Stream of innovation
With the aim of providing safe operations, Neptun Subsea supplies ROVs and personnel for permanent and project-based operations worldwide. Established in 2004 as Energy Subsea, the company has since become part of multi-discipline sub-supplier IKM Group and started work in its current incarnation in 2007.
Neptun, which has about 25 staff and is based in Bryne, Norway, operates according to its philosophy of keeping its equipment as simple as possible in order to provide customers with reliability and high performance.
European Oil and Gas Magazine spoke to Neptun’s CEO, Anders Dirdal, to find out about the Norwegian company’s current activities and how it has changed in recent years: “We manufacture work-class ROVs and dual function observation and light work-class ROVs, and rent out ROVs with personnel. In other words we undertake operations and also rent out a trencher with personnel. Our main customers are companies interested in renting ROV services, and we have a worldwide clientele, such as the Shanghai Salvage Bureau. We’re promoting ourselves quite heavily towards the North Sea at present.
“As a part of IKM Group, the members of IKM’s senior management are on our board so the Group follows our business closely. There are benefits to the takeover, particularly regarding access to the network within IKM in so far as customer relations are concerned – it helps us to promote our products. We also utilise IKM’s support internationally to provide us with facilities and people who know the local markets, which is a serious advantage. Generally speaking, we’re able to draw on IKM’s support.”
Anders believes there are several aspects of Neptun that successfully set it apart in the marketplace, as he elaborates: “Our organisation that we’re building up to support the customer differentiates us and is a key focus area for us. Having new technology also helps us to achieve recognition in a competitive market and we have developed electrical work-class ROVs based on technology that has been proven on a trencher. Unlike traditional ROVs that use a hydraulic system, the propulsion in our ROV is electrically driven, which makes the system more reliable, robust and eco-friendly.
“We have eliminated most of the hydraulic oil in the system, which is an unpleasant substance if it gets into the environment, and there is an increasing focus among many key players in the industry to reduce the amount of risk for pollution in the environment, so this is a good move. Electrical ROVs have existed previously but they were mainly smaller types, such as inspection ROVs, and to my knowledge there aren’t many commercially available work-class ROVs with electrical propulsion – we are somewhat pioneering.”
Anders says that Neptun has more plans to explore the use of electricity to power subsea equipment and the company is continuously looking at how it can increase the extent of the electrical equipment on its ROV. “We are looking into using tools with an electrical interface,” he explains. “There are two parts that are power driven – propulsion, or moving the vehicle into position, and tools, for which we’re still using hydraulic fluids. We have an interface for hydraulic tools, which is necessary as most are currently hydraulic, but we deliver our ROV with a separate electrical interface so it’s possible to connect electrically operated tools as well. This is our first step towards having more electrical tools and the ultimate goal is to eliminate the need for hydraulics on the subsea parts of the system.”

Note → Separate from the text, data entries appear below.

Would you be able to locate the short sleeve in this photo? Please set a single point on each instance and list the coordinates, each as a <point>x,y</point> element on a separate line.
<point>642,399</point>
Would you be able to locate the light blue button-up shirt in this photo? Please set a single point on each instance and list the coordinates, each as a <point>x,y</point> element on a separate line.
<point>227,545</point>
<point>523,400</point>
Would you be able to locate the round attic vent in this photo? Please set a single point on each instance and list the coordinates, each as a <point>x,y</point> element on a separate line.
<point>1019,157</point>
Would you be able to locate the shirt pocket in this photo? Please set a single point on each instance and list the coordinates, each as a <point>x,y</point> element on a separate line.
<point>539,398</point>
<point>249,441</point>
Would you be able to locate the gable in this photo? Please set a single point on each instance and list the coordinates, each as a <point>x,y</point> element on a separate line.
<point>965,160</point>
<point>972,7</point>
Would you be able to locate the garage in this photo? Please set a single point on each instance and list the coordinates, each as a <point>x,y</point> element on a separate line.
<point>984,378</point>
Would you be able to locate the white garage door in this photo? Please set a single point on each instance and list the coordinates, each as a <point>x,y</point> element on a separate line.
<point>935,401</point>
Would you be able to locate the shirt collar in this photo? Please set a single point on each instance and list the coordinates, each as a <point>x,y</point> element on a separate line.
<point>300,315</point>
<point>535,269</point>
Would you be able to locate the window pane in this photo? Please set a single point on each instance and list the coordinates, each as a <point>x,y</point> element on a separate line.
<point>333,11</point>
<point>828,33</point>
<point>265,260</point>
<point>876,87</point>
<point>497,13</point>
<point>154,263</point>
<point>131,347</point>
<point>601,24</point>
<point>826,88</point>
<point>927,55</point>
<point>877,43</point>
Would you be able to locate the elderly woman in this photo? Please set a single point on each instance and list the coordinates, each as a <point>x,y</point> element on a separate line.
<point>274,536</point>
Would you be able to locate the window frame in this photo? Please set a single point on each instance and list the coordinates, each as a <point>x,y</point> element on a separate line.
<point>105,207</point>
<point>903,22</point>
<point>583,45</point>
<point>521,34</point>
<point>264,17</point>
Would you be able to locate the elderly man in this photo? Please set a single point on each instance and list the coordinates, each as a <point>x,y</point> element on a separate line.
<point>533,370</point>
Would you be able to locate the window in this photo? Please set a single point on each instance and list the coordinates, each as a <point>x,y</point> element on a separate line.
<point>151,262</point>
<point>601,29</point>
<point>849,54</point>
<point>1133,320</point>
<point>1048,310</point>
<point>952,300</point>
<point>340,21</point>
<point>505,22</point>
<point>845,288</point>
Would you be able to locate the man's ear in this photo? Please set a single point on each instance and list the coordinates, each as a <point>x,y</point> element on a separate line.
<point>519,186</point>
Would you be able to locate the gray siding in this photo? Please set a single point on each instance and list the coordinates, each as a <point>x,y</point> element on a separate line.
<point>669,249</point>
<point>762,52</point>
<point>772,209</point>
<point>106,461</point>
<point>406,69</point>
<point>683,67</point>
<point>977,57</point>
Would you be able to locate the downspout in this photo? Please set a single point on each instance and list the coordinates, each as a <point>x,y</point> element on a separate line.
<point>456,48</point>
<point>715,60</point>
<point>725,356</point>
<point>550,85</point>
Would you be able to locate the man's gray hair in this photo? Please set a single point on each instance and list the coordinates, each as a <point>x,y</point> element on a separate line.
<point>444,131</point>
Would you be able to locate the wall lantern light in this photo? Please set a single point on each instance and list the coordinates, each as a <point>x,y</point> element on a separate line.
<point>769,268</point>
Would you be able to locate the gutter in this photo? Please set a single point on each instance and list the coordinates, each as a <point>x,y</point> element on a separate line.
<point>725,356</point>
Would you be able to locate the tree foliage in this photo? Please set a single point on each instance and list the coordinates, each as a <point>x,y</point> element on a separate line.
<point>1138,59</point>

Importantly, Neptun has engineered its ROV to have a significant advantage; most ROVs have a buoyancy element on the top enabling the vehicle to float, with the metal structure laying underneath. Neptun has approached the design differently, as Anders states: “Our ROV’s whole frame is built using a buoyancy material and is coated with fibreglass, which is unique. Our method makes our ROVs less prone to being dragged away by the current, and as the frame is more open, they are easier to gain access to for maintenance purposes.”
Unsurprisingly there is demand for the company’s products and Neptun, which is currently building two more ROVs for the rental market, is looking at co-operation with other companies. “There is one system related to the ROV called TMS (Tether Management System) and we’re currently entering into co-operation with Malm Orstad for developing an electrical TMS,” Anders reports. “Following our practice, we’ll be trying to eliminate the hydraulic system and move towards electrical solutions, and this is one of our main developments at present.”
When asked how the company is handling the global recession, Anders admits the market is different now but remains optimistic about Neptun’s future: “We believe the slump in the market is relatively short-term for our type of business; every indication shows that there’ll be a need for our equipment, so we’re preparing ourselves to be ready for the market. We want to be able to take on jobs on short notice, so our strategy is to have systems available in strategic locations in order to be available for support when customers need it.”
Alongside this preparation, the business is concentrating on two important aspects with regards to its future development, as Anders concludes: “First, we’ll continue developing our technology and push for its acceptance in the market, which tends to appreciate well tested solutions, so we need to promote the new technology over the existing solution. We want to have a totally electrical system subsea due to its reliability and environmental credentials. Second, we see ourselves developing a strong support organisation for our clients, and being able to be there when they need us. We aim to develop a global footprint with our own company as well as with operations with our partners.”